Dans ces conditions, les discussions avec la Grèce [...] sont suspendues pour permettre une réflexion sur les bénéfices d'une approche volontaire ajoute ce texte publié au nom de l'Américain Charles Dallara, directeur général de l'IIF, et du Français Jean Lemierre.

La notion d'approche volontaire fait référence à l'accord qui avait été conclu les 26 et 27 octobre entre les créanciers privés de la Grèce et les dirigeants de la zone euro. Les premiers s'étaient alors engagés à renoncer d'eux-mêmes à recouvrer environ 100 milliards d'euros sur leurs créances afin d'éviter une faillite désordonnée du pays.

Quelques minutes après l'annonce des banques, une source proche des négociations a dit à l'AFP à Athènes que celles-ci traversaient un état de tension extrême, et que les parties impliquées devaient prendre conscience de la très grave situation pour éviter le pire.

L'annonce des banques est tombée quelques heures après qu'une source gouvernementale grecque eut déclaré que les négociations allaient se poursuivre, selon toute probabilité mercredi prochain.

La presse grecque rapportait vendredi que les négociations butent notamment sur les taux d'intérêt réclamés par les banques et jugés excessifs côté grec.

Selon le quotidien Kathimérini, les négociateurs représentant le secteur privé réclament pour les nouvelles obligations qu'ils recevront en échange de leurs anciens titres des taux d'intérêt autour de 5%, la partie grecque ne consentant, elle, qu'à une rémunération autour de 4%.

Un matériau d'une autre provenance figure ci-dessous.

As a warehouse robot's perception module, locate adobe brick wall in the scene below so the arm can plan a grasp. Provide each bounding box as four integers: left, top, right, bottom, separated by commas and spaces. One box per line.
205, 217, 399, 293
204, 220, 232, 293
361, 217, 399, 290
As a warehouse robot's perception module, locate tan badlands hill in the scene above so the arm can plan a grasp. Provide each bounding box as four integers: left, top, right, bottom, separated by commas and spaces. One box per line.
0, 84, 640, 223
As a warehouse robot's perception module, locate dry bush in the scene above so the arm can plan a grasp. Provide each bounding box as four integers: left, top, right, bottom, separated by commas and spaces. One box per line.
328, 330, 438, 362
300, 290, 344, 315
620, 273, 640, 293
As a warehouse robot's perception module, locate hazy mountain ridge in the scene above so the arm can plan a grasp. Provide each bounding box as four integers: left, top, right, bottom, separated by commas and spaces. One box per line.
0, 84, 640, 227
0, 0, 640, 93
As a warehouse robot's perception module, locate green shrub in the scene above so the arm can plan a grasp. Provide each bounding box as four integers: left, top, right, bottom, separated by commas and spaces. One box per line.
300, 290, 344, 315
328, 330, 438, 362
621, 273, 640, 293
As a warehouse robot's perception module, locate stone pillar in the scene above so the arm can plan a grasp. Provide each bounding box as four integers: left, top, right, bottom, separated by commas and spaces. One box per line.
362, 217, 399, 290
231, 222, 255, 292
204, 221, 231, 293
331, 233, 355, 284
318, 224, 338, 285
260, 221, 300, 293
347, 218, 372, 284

M. Dallara et Lemierre étaient vendredi à Athènes, où ils ont rencontré à plusieurs reprises le Premier ministre grec Lucas Papademos et son ministre des Finances, Evangelos Vénizélos, ces jours-ci.

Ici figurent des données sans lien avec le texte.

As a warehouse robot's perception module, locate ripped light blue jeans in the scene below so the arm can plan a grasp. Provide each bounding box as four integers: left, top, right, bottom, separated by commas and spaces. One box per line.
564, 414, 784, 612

Nous espérons vraiment, pour le bien de la Grèce et de la zone euro, que la première, avec le soutien de la seconde, sera en mesure de renouer le dialogue de manière constructive avec le secteur privé avec pour objectif de mettre au point définitivement un accord d'échange de dette mutuellement acceptable, conformément à l'accord du 27 octobre, écrivent-ils.